Substantial slave rebellions in the pre-Civil War South were pretty rare, but the balance of violent capacity probably explains why: many risings and alleged risings were bloodily nipped in the bud. Nat Turner led a rebellion in Virginia in 1831, however, that killed about 50 white men, women and children, and which indicates that Tarantino may even have soft-pedalled what violent resistance to brutal oppression looks like when it is “unchained”.
Movie audiences are shocked, and laugh a little, when Django blows away a relatively harmless white woman who poses no direct threat to him. How would they react to the reality of Turner, who by his own confession sent his fellow-rebels back to kill a baby that had been forgotten while they slaughtered the rest of the white family? Black folklore says that the heroic Nat, who had previously played with that same baby on his knee, dashed its brains against a wall.
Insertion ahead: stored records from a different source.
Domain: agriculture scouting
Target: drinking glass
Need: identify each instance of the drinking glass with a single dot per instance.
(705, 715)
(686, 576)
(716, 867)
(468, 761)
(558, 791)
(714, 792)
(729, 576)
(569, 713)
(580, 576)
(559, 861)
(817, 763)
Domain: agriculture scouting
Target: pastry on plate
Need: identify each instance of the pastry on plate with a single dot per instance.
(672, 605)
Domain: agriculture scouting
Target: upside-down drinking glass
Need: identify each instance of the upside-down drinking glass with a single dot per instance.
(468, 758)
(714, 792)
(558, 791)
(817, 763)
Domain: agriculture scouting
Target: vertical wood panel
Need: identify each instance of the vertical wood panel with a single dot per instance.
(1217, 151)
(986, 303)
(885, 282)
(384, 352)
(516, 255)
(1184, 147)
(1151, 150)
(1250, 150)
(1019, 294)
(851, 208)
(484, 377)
William Styron, in his 1967 novel The Confessions of Nat Turner, made Turner personally cowardly, sexually repressed, a house-slave whose scripturally inspired rebellion didn’t conceal his contempt for other black people. Tarantino is the anti-Styron: his Django is clever, competent and focussed, more closely resembling the rebel of black mythology. Much has been made of his film’s violence, but Tarantino’s camera largely averts its eyes artfully from direct violence against black people, while it positively revels in the tearing of white flesh. (When Django’s German friend Schultz (Christoph Waltz) is sickened by an attack on a slave, Django explains it coolly with the film’s best line: “I’m just a little more used to Americans than he is”).
But Tarantino, lover of Hollywood’s version of heroism, can’t or won’t imagine what collective resistance might look like – e.g. the thousands of slaves who, once the Civil War started, headed for Union lines to join the fight against slavery. Or the millions of Palestinians whose resistance may consist of no more than continuing to live, and love life, in their own country.